The postgame show continued.
Neil Price, in his first year as the radio "Voice of the Bulldogs", reminded listeners that coach Dan Mullen would appear on the program in a matter of moments. Although he had been calling Bulldog football for just two months, Price witnessed one of the most heartbreaking games in Mississippi State history.
A game against the best team in the United States. A game against a team that State had not beaten in a decade. A game that State won for three quarters. A game in which State had a touchdown lead in the final stanza. A game that State lost in the final 30 seconds.
A 31-24 loss to Alabama.
Mullen showed up to be interviewed. He has been in plenty of these situations before, having to be asked questions about a loss that grabs hold of your heart, rips it out of you, and throws it into a garbage can.

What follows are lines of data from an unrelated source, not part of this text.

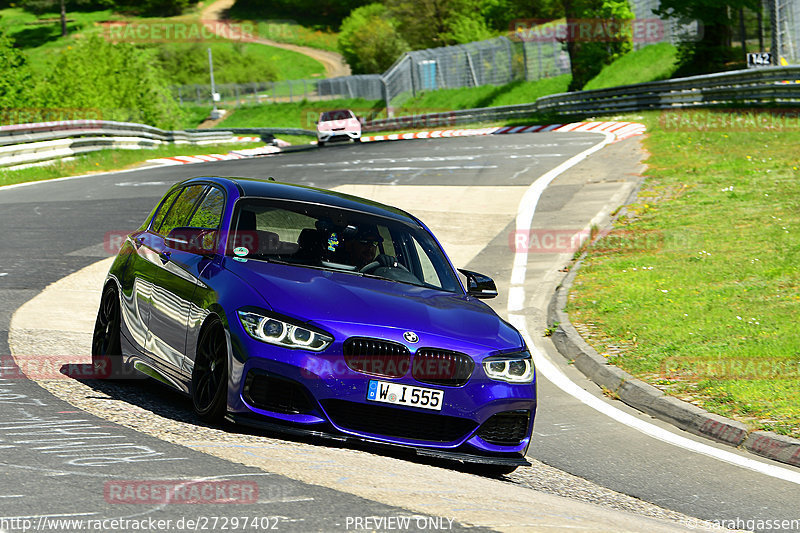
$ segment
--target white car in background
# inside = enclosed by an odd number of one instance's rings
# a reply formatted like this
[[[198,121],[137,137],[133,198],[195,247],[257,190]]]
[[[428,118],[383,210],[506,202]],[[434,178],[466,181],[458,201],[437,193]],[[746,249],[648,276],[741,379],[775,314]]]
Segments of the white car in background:
[[[317,121],[317,145],[332,141],[361,142],[361,122],[349,109],[323,111]]]

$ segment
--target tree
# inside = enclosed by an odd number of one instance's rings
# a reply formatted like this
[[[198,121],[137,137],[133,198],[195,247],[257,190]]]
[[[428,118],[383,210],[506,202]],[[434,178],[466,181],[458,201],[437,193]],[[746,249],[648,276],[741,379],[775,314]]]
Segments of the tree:
[[[495,31],[513,31],[519,19],[554,20],[564,16],[561,0],[483,0],[480,12],[486,24]]]
[[[154,55],[154,50],[92,35],[59,54],[37,80],[32,97],[46,108],[178,127],[181,110]]]
[[[294,19],[303,26],[338,29],[354,9],[375,0],[236,0],[232,18],[244,20]]]
[[[577,91],[633,49],[628,0],[562,0],[567,18],[567,52],[572,70],[569,90]]]
[[[398,22],[400,35],[414,50],[492,37],[481,14],[482,3],[482,0],[385,0]]]
[[[396,25],[383,4],[359,7],[344,19],[339,51],[354,74],[383,72],[408,51],[408,44],[397,33]]]
[[[702,24],[701,39],[683,42],[679,47],[679,75],[724,70],[731,55],[733,17],[745,7],[759,11],[760,0],[661,0],[656,11],[659,16]]]
[[[99,11],[118,9],[142,15],[180,15],[197,0],[23,0],[20,5],[31,13],[61,12],[62,32],[66,26],[66,11]]]

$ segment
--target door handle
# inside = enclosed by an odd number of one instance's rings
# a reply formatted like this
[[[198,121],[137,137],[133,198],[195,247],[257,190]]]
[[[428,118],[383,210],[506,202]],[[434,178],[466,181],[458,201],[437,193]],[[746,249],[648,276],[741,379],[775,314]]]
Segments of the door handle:
[[[170,252],[158,252],[158,257],[162,263],[169,263],[170,255]]]
[[[136,248],[138,249],[141,245],[144,244],[144,237],[136,237],[135,239],[133,239],[133,244],[135,244]]]

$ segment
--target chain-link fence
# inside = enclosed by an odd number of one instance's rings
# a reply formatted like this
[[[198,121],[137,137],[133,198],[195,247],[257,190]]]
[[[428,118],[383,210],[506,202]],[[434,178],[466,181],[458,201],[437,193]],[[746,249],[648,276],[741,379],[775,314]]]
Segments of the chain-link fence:
[[[216,90],[221,102],[237,106],[336,98],[384,100],[397,105],[421,91],[532,81],[565,74],[569,69],[569,56],[555,39],[522,42],[498,37],[408,52],[384,74],[218,84]],[[211,86],[176,86],[173,92],[182,104],[207,104]]]
[[[702,27],[654,13],[660,0],[629,0],[636,21],[633,40],[636,47],[667,41],[697,39]],[[764,13],[775,6],[780,29],[782,56],[798,62],[800,53],[800,0],[762,0]],[[769,20],[769,16],[765,17]],[[544,28],[540,26],[539,28]],[[529,29],[536,30],[536,26]],[[570,72],[569,55],[563,38],[543,37],[533,31],[527,37],[497,37],[486,41],[407,52],[383,74],[345,76],[322,80],[293,80],[267,83],[217,85],[221,101],[228,105],[265,102],[318,101],[338,98],[383,100],[389,107],[420,92],[436,89],[502,85],[514,80],[535,81]],[[211,87],[191,85],[174,88],[181,103],[210,102]]]
[[[383,99],[380,74],[322,80],[220,83],[215,89],[220,95],[221,103],[236,106],[335,98]],[[181,104],[209,104],[211,100],[211,85],[179,85],[173,87],[172,92]]]
[[[788,63],[800,63],[800,0],[765,0],[764,11],[775,11],[778,50]]]

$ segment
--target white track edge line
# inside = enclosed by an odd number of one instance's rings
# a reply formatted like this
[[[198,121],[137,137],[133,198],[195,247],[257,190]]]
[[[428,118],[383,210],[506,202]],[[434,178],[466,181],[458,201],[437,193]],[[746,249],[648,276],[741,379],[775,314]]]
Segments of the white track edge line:
[[[601,142],[571,157],[570,159],[564,161],[554,169],[546,172],[528,187],[528,190],[526,190],[525,194],[523,194],[522,200],[520,200],[520,204],[517,209],[517,220],[516,220],[517,231],[520,230],[527,231],[530,229],[531,224],[533,222],[533,215],[536,210],[536,204],[539,202],[539,198],[541,197],[547,185],[550,184],[550,182],[552,182],[556,177],[558,177],[566,170],[570,169],[571,167],[577,165],[578,163],[586,159],[589,155],[593,154],[594,152],[597,152],[598,150],[605,147],[607,144],[613,142],[615,137],[614,134],[605,133],[604,135],[605,139],[603,139]],[[514,263],[511,269],[511,279],[512,280],[516,279],[519,282],[519,285],[512,287],[512,289],[514,289],[514,291],[517,293],[521,293],[521,296],[524,298],[525,288],[523,284],[525,281],[525,270],[528,262],[527,261],[528,254],[527,252],[519,252],[517,253],[517,256],[522,256],[522,257],[514,258]],[[519,298],[520,294],[517,294],[516,296],[517,298]],[[679,446],[686,450],[706,455],[708,457],[735,466],[746,468],[748,470],[752,470],[760,474],[764,474],[777,479],[782,479],[790,483],[800,484],[800,472],[789,470],[787,468],[783,468],[780,466],[762,463],[761,461],[750,459],[748,457],[742,457],[735,453],[729,452],[727,450],[721,450],[702,442],[696,442],[692,439],[678,435],[670,430],[663,429],[659,426],[656,426],[655,424],[651,424],[650,422],[646,422],[631,414],[628,414],[604,402],[600,398],[597,398],[588,391],[580,388],[576,383],[571,381],[566,376],[566,374],[564,374],[550,360],[550,358],[547,357],[547,355],[544,352],[539,350],[539,348],[537,348],[534,345],[533,339],[531,338],[530,333],[528,332],[526,317],[524,315],[519,315],[514,313],[513,311],[515,310],[516,309],[512,309],[511,301],[509,299],[508,309],[507,309],[508,320],[515,327],[517,327],[522,333],[525,342],[527,343],[528,348],[530,349],[533,355],[534,364],[536,366],[538,373],[542,374],[553,385],[555,385],[562,391],[566,392],[576,400],[587,405],[588,407],[591,407],[592,409],[596,410],[599,413],[602,413],[610,418],[613,418],[614,420],[616,420],[621,424],[625,424],[626,426],[633,428],[655,439],[661,440],[663,442],[675,446]]]

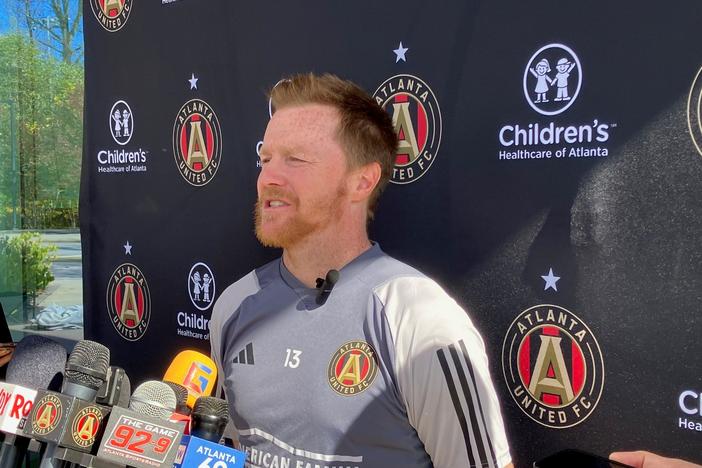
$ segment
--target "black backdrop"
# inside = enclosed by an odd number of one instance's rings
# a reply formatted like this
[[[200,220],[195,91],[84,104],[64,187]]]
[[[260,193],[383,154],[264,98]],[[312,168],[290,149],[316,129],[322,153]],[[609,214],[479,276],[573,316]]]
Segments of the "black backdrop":
[[[251,221],[265,91],[333,72],[370,93],[389,80],[376,96],[390,112],[411,102],[420,148],[435,138],[429,168],[385,193],[371,237],[470,311],[515,461],[564,447],[702,461],[697,2],[118,1],[110,20],[105,0],[85,4],[81,233],[86,337],[133,382],[184,347],[208,350],[205,291],[278,255]],[[541,59],[548,79],[529,70]],[[569,101],[556,101],[560,59]],[[514,144],[530,125],[539,141]],[[205,183],[181,172],[196,127]],[[532,326],[535,306],[545,321]],[[536,375],[539,342],[565,359],[541,377],[567,381],[572,402],[515,390]]]

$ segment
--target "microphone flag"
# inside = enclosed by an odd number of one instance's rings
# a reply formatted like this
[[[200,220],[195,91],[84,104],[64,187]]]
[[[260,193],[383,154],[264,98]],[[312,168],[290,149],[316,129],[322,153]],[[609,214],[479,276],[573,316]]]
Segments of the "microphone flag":
[[[184,386],[188,390],[188,407],[192,408],[195,400],[212,394],[217,367],[212,359],[201,352],[181,351],[168,366],[163,380]]]
[[[195,436],[183,436],[174,468],[244,468],[246,453]]]

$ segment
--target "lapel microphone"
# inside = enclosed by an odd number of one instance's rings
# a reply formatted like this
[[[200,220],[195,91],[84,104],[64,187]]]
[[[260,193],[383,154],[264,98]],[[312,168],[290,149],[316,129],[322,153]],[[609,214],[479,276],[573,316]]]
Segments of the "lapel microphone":
[[[329,298],[337,281],[339,281],[339,272],[337,270],[329,270],[324,279],[317,278],[317,289],[319,289],[316,299],[317,305],[324,305],[327,302],[327,298]]]

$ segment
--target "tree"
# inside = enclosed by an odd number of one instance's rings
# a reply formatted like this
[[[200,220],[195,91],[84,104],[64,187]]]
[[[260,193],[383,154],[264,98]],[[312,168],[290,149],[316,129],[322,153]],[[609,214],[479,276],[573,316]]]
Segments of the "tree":
[[[63,227],[51,225],[55,210],[69,207],[77,216],[82,64],[45,57],[21,34],[0,35],[0,102],[12,103],[15,109],[22,227]],[[9,108],[0,106],[0,149],[8,155]],[[17,175],[10,165],[11,158],[0,158],[3,193],[14,190]],[[76,216],[71,216],[75,225]]]
[[[64,63],[82,60],[80,38],[83,0],[16,0],[30,42],[38,42],[61,57]]]

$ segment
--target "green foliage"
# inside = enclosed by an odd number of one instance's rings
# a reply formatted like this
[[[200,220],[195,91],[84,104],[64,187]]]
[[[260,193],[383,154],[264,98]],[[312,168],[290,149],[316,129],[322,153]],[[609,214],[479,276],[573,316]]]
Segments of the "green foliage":
[[[42,53],[22,34],[0,35],[0,229],[76,225],[83,75],[82,64]],[[10,224],[13,204],[21,226]]]
[[[33,300],[54,280],[51,263],[57,247],[43,245],[38,232],[0,237],[0,292],[20,292]]]
[[[25,202],[25,216],[39,228],[70,229],[78,227],[77,200],[36,200]]]

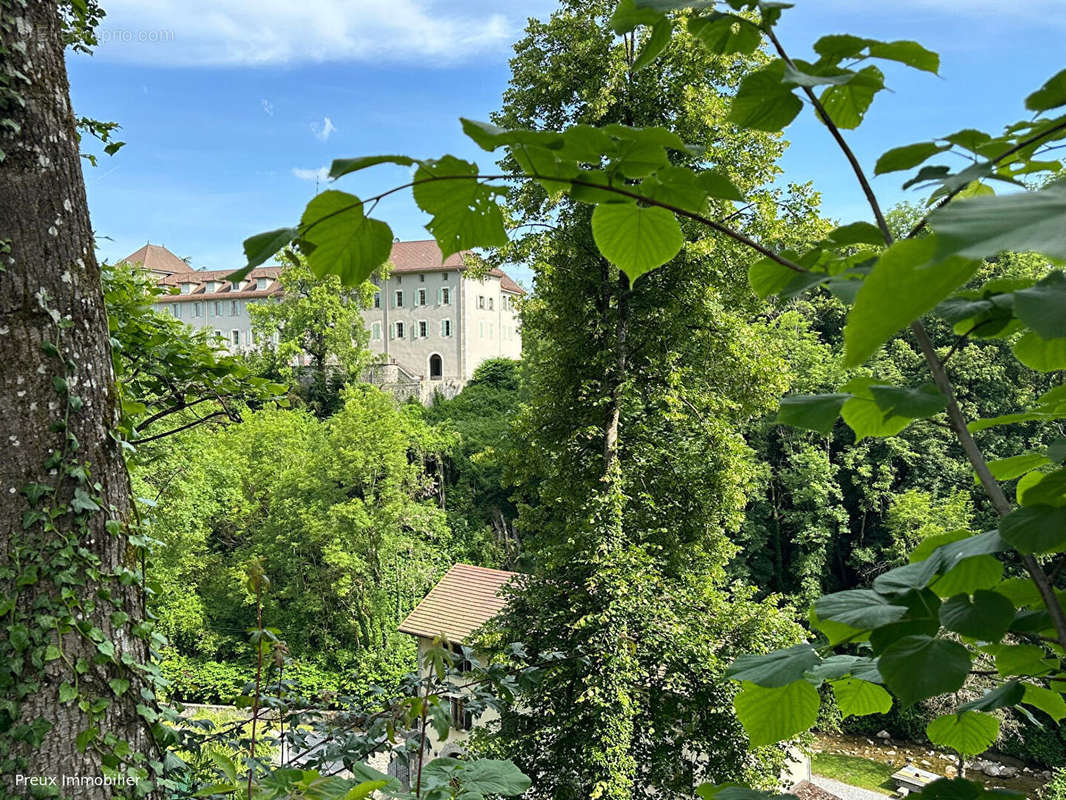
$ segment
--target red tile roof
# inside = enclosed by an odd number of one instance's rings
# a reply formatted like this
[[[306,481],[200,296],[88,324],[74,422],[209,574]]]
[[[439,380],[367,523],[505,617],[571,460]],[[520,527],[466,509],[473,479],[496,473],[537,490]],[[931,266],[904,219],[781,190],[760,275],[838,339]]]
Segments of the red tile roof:
[[[500,590],[517,572],[455,564],[400,623],[400,632],[462,644],[507,605]]]
[[[526,293],[526,290],[511,280],[511,276],[502,269],[494,269],[489,275],[496,275],[500,279],[500,288],[505,292],[514,292],[515,294]]]
[[[192,267],[158,244],[146,244],[122,260],[128,264],[140,264],[146,269],[160,272],[192,272]]]
[[[453,253],[446,259],[442,259],[441,249],[433,239],[421,239],[416,242],[394,242],[392,255],[393,272],[431,272],[439,269],[463,269],[466,264],[466,256],[469,250],[461,250]],[[490,269],[489,275],[500,279],[500,288],[505,292],[525,294],[526,290],[511,280],[511,277],[502,269]]]
[[[185,294],[165,294],[156,299],[159,303],[184,303],[193,300],[236,300],[245,297],[270,297],[281,294],[281,284],[278,276],[284,267],[257,267],[248,273],[246,281],[255,281],[256,278],[270,278],[265,289],[239,289],[234,290],[233,284],[225,280],[225,277],[233,272],[231,269],[197,269],[180,275],[167,275],[159,281],[160,286],[180,286],[183,283],[196,283],[191,292]],[[207,291],[207,284],[217,281],[219,285],[213,292]],[[254,283],[253,283],[254,285]]]
[[[392,254],[389,256],[389,260],[392,263],[393,272],[432,272],[434,270],[445,269],[464,269],[465,257],[470,253],[469,250],[464,250],[459,253],[453,253],[447,258],[442,258],[440,248],[437,246],[436,241],[433,239],[423,239],[415,242],[394,242],[392,245]],[[130,264],[142,264],[147,269],[156,270],[159,272],[172,273],[163,277],[159,284],[161,286],[178,286],[183,282],[190,282],[192,280],[197,281],[198,285],[189,294],[176,294],[176,295],[164,295],[159,298],[160,302],[184,302],[186,300],[203,299],[205,296],[216,298],[217,296],[224,295],[227,298],[233,297],[259,297],[266,295],[279,294],[281,287],[276,283],[271,285],[265,290],[242,290],[239,292],[232,291],[232,286],[228,281],[225,281],[225,277],[233,272],[232,269],[193,269],[172,252],[165,247],[159,245],[146,244],[136,253],[130,253],[123,261],[127,261]],[[249,278],[258,277],[270,277],[277,278],[284,269],[280,266],[259,267],[249,273]],[[491,269],[488,272],[494,278],[500,279],[500,289],[505,292],[511,292],[513,294],[525,294],[525,289],[511,280],[511,277],[501,269]],[[206,290],[207,281],[222,281],[222,285],[214,292],[208,292]]]
[[[463,257],[468,252],[470,251],[463,250],[442,259],[443,254],[434,239],[393,242],[389,261],[392,262],[393,272],[424,272],[442,267],[455,269],[463,266]]]

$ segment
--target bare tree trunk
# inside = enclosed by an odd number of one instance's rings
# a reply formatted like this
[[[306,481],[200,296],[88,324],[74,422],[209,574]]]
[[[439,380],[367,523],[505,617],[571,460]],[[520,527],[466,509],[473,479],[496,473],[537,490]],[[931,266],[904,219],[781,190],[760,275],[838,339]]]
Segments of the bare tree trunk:
[[[63,51],[55,2],[0,0],[0,775],[106,798],[102,763],[150,746],[148,652]]]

He sounded defeated. Dejected. Desolate. It was the saddest he had ever sounded in his nine years as head coach of the Mississippi State Bulldogs.
However, in his depressing tones and quips about drinking "a product made in Lynchburg, Tennessee", there was a sense of optimism.
He elaborated on the game. He talked about the program. He reminisced to when he arrived in Starkville in December of 2008, inheriting a losing program. He mentioned his desire to win a championship at Mississippi State and his dedication to winning a second one, right after winning the first. He admitted we haven't gotten there yet, but that we were close, and he was convinced that we'll get there.
Neil Price thanked Mullen for his time. Mullen responded with an emphatic "Hail State".
Winning a championship at Mississippi State has always been extremely unlikely. Only twice has it happened, winning the SEC in 1941 and the SEC West in 1998. Other than those instances, State hasn't come close or have finished within a hair.
In present day, it has been especially difficult with the presence of one of college football's greatest dynasties, Nick Saban's Alabama. From 2008-2016, State had averaged 7.7 points per game against the Tide, had scored in double digits only twice, and scored multiple touchdowns once, in 2014. It seemed impossible to conquer that mountain.
That is no longer the case.
Mississippi State entered Davis Wade Stadium this past Saturday with a true belief that they can take down Alabama. They battled in a heavyweight championship boxing match, throwing punches and answering every swing the Tide sent flying. State scored three offensive touchdowns for the first time since the inception of this millennium. They controlled the line of scrimmage and moved the ball at will; an occurrence that had not been witnessed in years. The Bulldog defense was able to wreak havoc on the mighty Crimson Tide. Even Nick Saban, college football's version of the Terminator who is seemingly infuriated by any sluggish performance his team fields, was "proud as hell" of his guys.
We had them beat.
Mississippi State lost on Saturday. You can blame it on bad play calling, the officials, or whatever you want. It was heartbreaking, gut-wrenching, demoralizing.
However, for the first time in a decade, the Bulldogs matched toe-to-toe with Alabama. It is the one hurdle State has to overcome in order top finally bring a championship back to Starkville.
Dan Mullen has repeatedly and painstakingly promised a championship to Mississippi State fans. It seemed impossible.
However, Saturday proved that it isn't.